The contract specifies the area supported by the contractor and the volume expected. In terms of the law, no other buyer is permitted to buy cotton from a grower contracted by another merchant.

The contracting company must issue wool-packs (hessian packaging) marked with its name to the contracted farmer and no company or contractor is permitted to purchase cotton in a competitor's wool-pack.

While production levels have been rising over the past few years, side marketing is posing a major threat to the viability of the industry which sustains thousands of families across the country.

The challenges being faced are emanating from a situation where some merchants are deliberately paying higher prices to "entice" sellers, including growers holding the crop contracted by other ginners.

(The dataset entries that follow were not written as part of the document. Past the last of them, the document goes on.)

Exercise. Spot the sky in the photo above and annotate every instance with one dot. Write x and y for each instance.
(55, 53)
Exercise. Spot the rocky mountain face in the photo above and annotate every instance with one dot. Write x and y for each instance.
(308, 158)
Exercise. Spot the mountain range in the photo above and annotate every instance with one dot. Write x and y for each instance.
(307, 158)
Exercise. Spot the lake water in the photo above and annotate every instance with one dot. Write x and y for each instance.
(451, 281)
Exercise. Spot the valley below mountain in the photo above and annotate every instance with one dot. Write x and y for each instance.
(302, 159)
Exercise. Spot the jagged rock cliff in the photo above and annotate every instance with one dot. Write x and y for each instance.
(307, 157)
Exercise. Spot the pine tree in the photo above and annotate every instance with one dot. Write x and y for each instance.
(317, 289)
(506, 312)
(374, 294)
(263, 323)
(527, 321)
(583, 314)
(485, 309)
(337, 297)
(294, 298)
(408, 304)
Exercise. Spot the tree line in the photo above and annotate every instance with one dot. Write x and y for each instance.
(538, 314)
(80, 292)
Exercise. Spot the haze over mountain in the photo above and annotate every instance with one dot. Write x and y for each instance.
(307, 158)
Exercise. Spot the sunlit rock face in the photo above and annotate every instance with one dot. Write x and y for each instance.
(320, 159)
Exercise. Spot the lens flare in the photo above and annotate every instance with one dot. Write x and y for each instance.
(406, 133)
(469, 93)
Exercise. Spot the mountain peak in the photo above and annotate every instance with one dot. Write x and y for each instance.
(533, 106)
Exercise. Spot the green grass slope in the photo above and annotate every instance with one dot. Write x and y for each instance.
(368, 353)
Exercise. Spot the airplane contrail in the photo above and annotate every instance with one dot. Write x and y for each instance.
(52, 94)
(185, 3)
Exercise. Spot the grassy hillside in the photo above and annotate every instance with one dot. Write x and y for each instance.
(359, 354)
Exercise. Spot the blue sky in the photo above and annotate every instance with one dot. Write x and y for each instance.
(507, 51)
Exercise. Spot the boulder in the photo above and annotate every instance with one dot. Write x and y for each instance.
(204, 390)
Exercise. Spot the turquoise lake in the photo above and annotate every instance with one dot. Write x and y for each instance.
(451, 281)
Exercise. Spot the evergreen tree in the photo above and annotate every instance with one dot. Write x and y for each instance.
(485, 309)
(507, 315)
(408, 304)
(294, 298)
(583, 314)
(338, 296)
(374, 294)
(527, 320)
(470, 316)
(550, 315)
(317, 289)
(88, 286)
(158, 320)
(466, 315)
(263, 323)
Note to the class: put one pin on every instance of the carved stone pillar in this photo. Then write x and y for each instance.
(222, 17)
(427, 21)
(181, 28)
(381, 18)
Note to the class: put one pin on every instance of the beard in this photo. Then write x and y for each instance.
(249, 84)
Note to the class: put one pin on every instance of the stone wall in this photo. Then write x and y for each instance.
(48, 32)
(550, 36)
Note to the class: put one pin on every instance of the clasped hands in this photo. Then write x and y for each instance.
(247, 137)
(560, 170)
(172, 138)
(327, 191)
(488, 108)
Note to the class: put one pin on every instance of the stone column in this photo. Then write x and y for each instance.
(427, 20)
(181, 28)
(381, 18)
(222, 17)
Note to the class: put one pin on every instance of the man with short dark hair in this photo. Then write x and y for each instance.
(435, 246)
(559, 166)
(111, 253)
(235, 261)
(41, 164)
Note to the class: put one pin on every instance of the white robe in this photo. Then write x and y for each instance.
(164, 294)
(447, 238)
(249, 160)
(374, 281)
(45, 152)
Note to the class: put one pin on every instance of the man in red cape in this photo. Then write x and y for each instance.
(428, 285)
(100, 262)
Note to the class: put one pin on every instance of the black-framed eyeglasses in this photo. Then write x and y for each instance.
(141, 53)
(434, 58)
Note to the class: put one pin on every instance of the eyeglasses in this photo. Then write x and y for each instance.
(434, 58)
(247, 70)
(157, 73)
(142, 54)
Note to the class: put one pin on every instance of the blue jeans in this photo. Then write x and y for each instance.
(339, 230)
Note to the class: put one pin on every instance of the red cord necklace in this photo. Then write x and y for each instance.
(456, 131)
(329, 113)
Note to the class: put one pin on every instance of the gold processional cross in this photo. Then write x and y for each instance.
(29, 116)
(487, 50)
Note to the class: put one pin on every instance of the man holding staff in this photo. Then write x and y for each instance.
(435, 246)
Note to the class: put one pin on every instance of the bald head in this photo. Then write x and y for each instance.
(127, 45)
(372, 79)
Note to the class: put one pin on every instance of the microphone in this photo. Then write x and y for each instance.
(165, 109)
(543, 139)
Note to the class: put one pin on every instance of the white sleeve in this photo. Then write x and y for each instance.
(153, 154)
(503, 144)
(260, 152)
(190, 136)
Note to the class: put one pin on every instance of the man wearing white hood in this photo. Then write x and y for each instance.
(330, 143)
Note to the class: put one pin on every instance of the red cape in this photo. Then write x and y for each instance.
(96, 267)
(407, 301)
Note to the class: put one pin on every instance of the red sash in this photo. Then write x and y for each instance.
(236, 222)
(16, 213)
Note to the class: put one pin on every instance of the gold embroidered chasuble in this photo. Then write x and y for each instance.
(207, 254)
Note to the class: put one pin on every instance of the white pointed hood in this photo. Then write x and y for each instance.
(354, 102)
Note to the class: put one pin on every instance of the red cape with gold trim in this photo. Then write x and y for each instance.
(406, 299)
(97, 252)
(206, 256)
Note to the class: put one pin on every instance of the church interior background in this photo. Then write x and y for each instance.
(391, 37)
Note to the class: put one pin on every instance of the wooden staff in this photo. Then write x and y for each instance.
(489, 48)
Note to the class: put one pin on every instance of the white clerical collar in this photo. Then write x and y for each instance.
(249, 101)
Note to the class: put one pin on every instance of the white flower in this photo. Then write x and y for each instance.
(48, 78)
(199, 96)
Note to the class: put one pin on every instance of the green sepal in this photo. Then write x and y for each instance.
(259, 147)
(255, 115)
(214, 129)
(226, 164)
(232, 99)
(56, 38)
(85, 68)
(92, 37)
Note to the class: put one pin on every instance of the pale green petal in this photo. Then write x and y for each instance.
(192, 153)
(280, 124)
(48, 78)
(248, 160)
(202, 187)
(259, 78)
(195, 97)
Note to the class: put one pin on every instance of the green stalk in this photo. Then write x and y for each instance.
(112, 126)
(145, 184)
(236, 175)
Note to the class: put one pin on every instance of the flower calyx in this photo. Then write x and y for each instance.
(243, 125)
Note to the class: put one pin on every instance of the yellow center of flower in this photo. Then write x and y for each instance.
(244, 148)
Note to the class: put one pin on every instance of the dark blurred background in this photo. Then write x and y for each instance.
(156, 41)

Official records are showing that production support from the merchants buying side-marketed crop is low.

As such, the merchants can afford to pay higher prices as the initial investment would be very low.

The cotton marketing season began a month ago after farmers and ginners agreed on a minimum price of US35c per kg. Such developments, analysts say, could be a disaster to the country's cotton production as ginners may be forced to reduce financial support for farmers in the next season.

"It is a disaster because genuine contractors are losing their crop to other merchants," said one industry player.

"These merchants can afford to pay higher prices than merchants who would have provided substantial resources towards production. This creates an uneven playing ground."

In a recent interview, Cotton Ginners' Association director, Mr Godfrey Buka said there was need for a solution which allows the country to benefit from the investment in the cotton sector without compromising the viability of the existing businesses. He said stakeholders in the industry believe that, if the provisions of SI 142/2009 were upheld, there exists tremendous scope for synergies between new entrants who have resources and existing merchants who have excess capacity.

The SI makes it obligatory for contracted growers to sell their crop to the merchants that supported production.

"The SI promotes grading of cotton by ensuring that farmers with better grades of seed cotton end up getting a better price," he said.

"Better inputs packages being provided to the farmers along with incentives for better quality seed cotton is motivating the farmers to grow better quality of the crop. This will enable Zimbabwe to regain its earlier status of producing one of the best quality medium staple lint," he added.

Zimbabwe Farmers Union second vice president, Mr Berean Mukwende expressed concern over the practice saying a meeting would be held next early next month to find a lasting solution.

"We have received reports that the issue of cotton side marketing is still persisting and it is unfortunate that some ginners are being implicated in the practice and as an organisation we are worried," he said.

"We have arranged a meeting with both ginners and farmers to be possibly held on July 4 (this year) to discuss the issue and come up with possible solutions to the problem."

Zimbabwean cotton used to earn premium prices over and above the quoted prices, prior to the problem of side marketing. The country has the potential to produce some of the best quality cotton in the world.

However, this has disappeared because farmers are no longer being encouraged to grade their crops. Side marketing is hurriedly conducted and does not distinguish between low and high quality crop.

There is also a very high default risk in the cotton business as some merchants are not providing inputs but, for reasons cited earlier, manage to offer higher prices to farmers contracted by others.

The 2011/12 season saw a bumper crop being produced following record high prices offered on the international market. But, ironically, the rate of recovery was very poor owing to side marketing.

Funding for the crop production had reached its peak last season with US$42 million invested in the crop. However, recoveries came short by US$19 million, thus impacting on input support for this current season.

There was a marked reduction in financing levels this season owing to the failure to recover last season.

The record production of 353 000 tonnes achieved in the 1999/2000 season has been difficult to surpass due to activities of the pseudo contractors who consistently have not fully supported the crop.

While this was almost achieved in 2012, it was due to the record high producer prices which were three times the normal average.

If contractors have no permanent residency status they tend to live for the day, that is make their money with little or no real investment and then pack their bags and go whenever it suits them. Such merchants have no concern about the future of the cotton farmer and the industry at large.